Jason Kipnis lined a one-out single into left and after Yan Gomes drove one deep to the wall in center for the second out, Brandon Guyer delivered a base hit into left.
Lindor followed with his 29th homer of the season.
Lindor struck out against Twins closer Fernando Rodney with a runner on second to end the game Tuesday night — a 3-2 Cleveland loss.
“My dad texted me after (Tuesday’s) game and he said, ‘Don’t worry about it. Tomorrow’s another day. God is good. God has a plan and tomorrow’s another day. Good things will come,’” Lindor said. “That’s what I had in my head. I was just ready to hit from pitch one.”
Clevinger worked one of his better outings of the season, allowing five hits — all in the third and fourth — over seven innings.
He got stronger as the game wore on, retiring the side in order in each of the last three innings he worked, while sitting down the last 11 hitters he faced.
“I thought he was terrific,” Francona said of Clevinger, who lowered his ERA to 3.38 over 23 starts. “He got us right where we thought it matched up for (Brad) Hand and then Cody. He gave up the one (run) early. That was it.”
Hand, who has been on the mound in save situations the past week or so, worked a scoreless eighth inning before turning it over to Allen.
Allen, who was riding a string of six straight scoreless appearances, blew his third save in 24 chances.
The Indians’ first two runs were driven in without a hit.
Edwin Encarnacion scored Lindor with a sacrifice fly in the opening inning after Lindor’s leadoff double. Gomes and Guyer started the fifth with singles and Gomes scored on a groundout from Michael Brantley.
It was RBI No. 60 for Brantley, giving Cleveland five players with 60 or more on the season. No other team in the majors has more than three.
For Clevinger, it was no surprise who was at the plate in a key situation for the Indians.
“It’s like every time it’s a spot like this, it’s like, (Lindor’s) always hitting,” he said. “When it’s a chance like this, he’s always hitting.

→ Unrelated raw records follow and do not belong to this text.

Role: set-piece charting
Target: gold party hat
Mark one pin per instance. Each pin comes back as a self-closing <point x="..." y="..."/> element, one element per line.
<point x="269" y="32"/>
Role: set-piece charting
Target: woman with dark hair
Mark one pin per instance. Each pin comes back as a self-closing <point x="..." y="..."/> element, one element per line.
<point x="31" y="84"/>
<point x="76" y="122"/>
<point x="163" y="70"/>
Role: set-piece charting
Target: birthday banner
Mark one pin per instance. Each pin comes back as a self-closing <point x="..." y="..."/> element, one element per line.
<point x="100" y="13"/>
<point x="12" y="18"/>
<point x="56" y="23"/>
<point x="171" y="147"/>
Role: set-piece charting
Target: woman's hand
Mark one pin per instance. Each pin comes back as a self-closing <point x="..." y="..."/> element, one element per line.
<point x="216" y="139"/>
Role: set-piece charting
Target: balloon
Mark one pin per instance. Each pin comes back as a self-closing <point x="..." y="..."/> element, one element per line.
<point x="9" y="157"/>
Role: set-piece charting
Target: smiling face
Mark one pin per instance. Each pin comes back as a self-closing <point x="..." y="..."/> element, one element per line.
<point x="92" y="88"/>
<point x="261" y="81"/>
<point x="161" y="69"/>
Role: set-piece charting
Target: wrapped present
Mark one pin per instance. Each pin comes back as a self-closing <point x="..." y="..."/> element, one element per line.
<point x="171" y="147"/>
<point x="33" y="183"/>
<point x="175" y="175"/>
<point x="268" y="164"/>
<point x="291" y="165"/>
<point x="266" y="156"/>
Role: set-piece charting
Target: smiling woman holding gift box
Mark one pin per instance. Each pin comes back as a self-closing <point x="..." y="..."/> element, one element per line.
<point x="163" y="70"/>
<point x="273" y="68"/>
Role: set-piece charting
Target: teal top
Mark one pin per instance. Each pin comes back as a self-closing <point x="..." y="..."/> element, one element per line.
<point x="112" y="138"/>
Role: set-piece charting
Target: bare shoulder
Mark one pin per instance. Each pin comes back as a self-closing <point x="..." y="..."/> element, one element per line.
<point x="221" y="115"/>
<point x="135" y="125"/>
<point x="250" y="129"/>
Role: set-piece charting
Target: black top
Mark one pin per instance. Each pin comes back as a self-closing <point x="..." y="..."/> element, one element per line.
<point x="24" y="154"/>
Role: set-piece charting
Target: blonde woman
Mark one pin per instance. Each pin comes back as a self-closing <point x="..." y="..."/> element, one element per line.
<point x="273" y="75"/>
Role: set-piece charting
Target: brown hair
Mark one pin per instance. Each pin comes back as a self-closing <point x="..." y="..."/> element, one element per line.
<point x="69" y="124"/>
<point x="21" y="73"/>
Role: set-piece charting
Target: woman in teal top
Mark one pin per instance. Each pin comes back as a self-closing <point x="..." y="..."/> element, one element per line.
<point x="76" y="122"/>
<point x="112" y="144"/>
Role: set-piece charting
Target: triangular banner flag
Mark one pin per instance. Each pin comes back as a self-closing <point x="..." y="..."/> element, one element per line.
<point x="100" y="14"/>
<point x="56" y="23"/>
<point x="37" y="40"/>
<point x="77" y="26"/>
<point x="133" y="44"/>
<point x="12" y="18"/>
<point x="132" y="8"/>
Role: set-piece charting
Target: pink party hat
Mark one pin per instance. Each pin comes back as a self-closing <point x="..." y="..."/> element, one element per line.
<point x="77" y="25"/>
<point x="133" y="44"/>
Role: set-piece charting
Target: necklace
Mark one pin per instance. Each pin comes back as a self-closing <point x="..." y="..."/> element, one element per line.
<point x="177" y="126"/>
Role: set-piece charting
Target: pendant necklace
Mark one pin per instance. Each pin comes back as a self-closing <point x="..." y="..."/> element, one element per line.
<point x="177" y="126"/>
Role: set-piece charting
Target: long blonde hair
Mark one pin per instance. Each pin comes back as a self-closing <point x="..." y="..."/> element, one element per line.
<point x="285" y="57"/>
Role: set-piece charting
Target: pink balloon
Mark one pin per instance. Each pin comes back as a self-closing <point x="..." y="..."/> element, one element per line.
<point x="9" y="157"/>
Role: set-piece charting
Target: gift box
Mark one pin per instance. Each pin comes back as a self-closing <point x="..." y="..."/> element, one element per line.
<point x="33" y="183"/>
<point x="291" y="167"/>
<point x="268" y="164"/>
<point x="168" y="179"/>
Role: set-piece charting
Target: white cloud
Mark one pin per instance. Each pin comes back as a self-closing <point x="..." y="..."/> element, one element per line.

It’s like a sixth sense that you know is going to happen. You look over on deck and you’re like, ‘Does he bat every time it’s a tie game?’ And then every time it seems like he’s coming through. It’s huge.”
Lindor, who was doused with baby powder and piled on upon reaching home plate, was happy to oblige.
“Seeing my teammates and seeing everybody in the stands, it’s the regular season and it feels like playoffs,” he said. “The atmosphere, when everybody is going crazy it feels like playoffs, man and I believe in what we have here. We’re a playoff-caliber team and it’s always fun and special seeing those things.”